Federal Reserve Bank of Richmond President Jeffrey Lacker said additional monetary stimulus would likely raise inflation further while not providing a substantial lift to economic growth.
“Given current inflation trends, additional monetary stimulus at this juncture seems likely to raise inflation to undesirably high levels and do little to spur real growth,” Lacker said in a speech before the Dulles Regional Chamber of Commerce in Chantilly, Virginia.
Federal Reserve policy makers meet Aug. 9 to assess the economy and monetary policy. U.S. central bankers have kept their benchmark lending rate in a range of zero to 0.25 percent since December 2008 and expanded the central bank’s balance sheet to $2.8 trillion in total assets in an effort to support growth.

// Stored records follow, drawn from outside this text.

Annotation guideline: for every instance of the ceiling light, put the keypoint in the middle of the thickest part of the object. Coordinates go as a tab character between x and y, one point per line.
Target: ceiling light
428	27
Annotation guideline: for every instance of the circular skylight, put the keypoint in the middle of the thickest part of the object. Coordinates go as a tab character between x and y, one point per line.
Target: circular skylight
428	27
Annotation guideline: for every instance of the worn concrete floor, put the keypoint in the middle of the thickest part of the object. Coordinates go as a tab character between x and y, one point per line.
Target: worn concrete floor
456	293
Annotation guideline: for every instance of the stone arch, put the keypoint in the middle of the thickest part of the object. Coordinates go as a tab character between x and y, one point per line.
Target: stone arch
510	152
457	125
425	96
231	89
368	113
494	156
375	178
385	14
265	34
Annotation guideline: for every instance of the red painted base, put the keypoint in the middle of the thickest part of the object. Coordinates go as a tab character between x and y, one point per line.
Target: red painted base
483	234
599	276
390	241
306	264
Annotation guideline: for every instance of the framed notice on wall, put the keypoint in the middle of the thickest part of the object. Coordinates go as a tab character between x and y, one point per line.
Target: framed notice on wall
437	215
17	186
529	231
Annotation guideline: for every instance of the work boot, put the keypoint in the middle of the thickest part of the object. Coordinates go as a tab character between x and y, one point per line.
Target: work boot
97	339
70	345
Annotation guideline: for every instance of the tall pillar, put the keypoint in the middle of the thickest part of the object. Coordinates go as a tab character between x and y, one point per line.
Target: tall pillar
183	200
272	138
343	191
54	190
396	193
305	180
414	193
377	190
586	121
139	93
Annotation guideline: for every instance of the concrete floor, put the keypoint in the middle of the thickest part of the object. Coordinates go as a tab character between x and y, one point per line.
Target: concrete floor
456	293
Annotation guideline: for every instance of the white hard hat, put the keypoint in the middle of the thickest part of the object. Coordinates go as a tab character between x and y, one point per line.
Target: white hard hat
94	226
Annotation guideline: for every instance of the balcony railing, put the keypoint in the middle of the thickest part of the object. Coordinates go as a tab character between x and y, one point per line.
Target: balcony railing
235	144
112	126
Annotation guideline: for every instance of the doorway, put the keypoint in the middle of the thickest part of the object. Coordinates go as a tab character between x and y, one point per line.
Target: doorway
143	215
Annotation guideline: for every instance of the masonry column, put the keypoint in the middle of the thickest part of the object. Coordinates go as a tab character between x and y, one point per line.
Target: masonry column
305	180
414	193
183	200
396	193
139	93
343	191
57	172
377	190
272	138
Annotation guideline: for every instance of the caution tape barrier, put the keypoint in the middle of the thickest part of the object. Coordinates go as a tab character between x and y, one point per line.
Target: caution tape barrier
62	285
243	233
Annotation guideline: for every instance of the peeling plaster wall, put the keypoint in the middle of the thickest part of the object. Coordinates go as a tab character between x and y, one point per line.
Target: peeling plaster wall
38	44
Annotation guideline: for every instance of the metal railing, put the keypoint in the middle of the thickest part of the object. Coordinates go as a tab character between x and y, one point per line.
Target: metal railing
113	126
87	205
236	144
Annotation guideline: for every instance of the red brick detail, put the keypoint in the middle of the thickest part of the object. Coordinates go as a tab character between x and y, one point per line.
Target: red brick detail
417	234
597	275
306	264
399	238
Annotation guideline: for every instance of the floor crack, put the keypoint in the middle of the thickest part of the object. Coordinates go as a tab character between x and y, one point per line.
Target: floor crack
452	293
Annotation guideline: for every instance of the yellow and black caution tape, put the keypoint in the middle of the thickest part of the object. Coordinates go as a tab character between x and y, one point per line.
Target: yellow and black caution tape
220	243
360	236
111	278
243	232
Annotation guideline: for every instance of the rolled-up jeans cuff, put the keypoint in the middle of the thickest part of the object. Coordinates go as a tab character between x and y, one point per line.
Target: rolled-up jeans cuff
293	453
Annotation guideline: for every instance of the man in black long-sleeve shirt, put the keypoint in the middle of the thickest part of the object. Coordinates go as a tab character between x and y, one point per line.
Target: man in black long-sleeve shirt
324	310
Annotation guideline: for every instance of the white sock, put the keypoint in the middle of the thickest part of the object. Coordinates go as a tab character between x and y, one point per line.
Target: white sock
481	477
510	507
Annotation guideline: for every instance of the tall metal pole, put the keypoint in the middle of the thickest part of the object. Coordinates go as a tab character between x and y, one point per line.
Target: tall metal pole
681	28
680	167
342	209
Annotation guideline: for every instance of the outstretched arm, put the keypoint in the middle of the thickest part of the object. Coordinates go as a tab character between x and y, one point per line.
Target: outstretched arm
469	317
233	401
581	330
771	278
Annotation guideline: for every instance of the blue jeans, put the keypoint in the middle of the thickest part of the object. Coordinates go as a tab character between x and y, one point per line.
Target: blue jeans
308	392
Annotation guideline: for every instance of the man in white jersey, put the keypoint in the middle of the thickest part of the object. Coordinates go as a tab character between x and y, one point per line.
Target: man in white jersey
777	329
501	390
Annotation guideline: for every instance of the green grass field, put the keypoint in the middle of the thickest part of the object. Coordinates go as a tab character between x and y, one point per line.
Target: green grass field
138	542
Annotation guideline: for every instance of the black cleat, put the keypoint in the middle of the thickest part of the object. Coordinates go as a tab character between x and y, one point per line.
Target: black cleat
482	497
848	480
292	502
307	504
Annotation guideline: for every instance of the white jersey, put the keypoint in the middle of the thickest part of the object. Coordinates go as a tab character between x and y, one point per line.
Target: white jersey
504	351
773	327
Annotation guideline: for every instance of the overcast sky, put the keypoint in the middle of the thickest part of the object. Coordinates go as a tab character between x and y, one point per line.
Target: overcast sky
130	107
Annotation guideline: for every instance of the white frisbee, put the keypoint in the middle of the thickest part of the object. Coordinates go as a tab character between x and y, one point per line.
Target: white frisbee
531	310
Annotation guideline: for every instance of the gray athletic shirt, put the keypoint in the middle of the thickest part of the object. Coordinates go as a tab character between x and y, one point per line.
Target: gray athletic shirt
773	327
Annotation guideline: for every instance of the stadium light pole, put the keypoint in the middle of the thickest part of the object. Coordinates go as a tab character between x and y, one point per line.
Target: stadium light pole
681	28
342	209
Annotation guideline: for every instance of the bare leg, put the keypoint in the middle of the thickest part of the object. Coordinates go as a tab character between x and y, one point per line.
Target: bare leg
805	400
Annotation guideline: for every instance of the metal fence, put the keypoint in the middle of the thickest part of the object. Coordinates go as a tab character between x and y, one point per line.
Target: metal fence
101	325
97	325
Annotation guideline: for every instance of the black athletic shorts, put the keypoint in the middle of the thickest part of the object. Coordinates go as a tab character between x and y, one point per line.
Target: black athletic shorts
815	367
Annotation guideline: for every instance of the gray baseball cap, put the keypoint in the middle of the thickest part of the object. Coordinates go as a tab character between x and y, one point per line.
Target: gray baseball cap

The Fed’s Beige Book, a survey of regional economies released yesterday, said economic activity slowed in eight of 12 Fed districts. The recovery, which began in June 2009, has failed to pull the unemployment rate below 9 percent in all but two of the past 24 months of expansion. Lacker called the rebound in gross domestic product “disappointing” and said it remains to be seen if the economy rises to previous trend rates of around 3 percent annual growth or settles at a lower trend rate.
“When coming out of a recession, real GDP has typically grown several percentage points faster than the 3 percent long- run trend rate,” Lacker said. “This time, real GDP has risen at a 2.75 percent annual rate since the end of the recession.”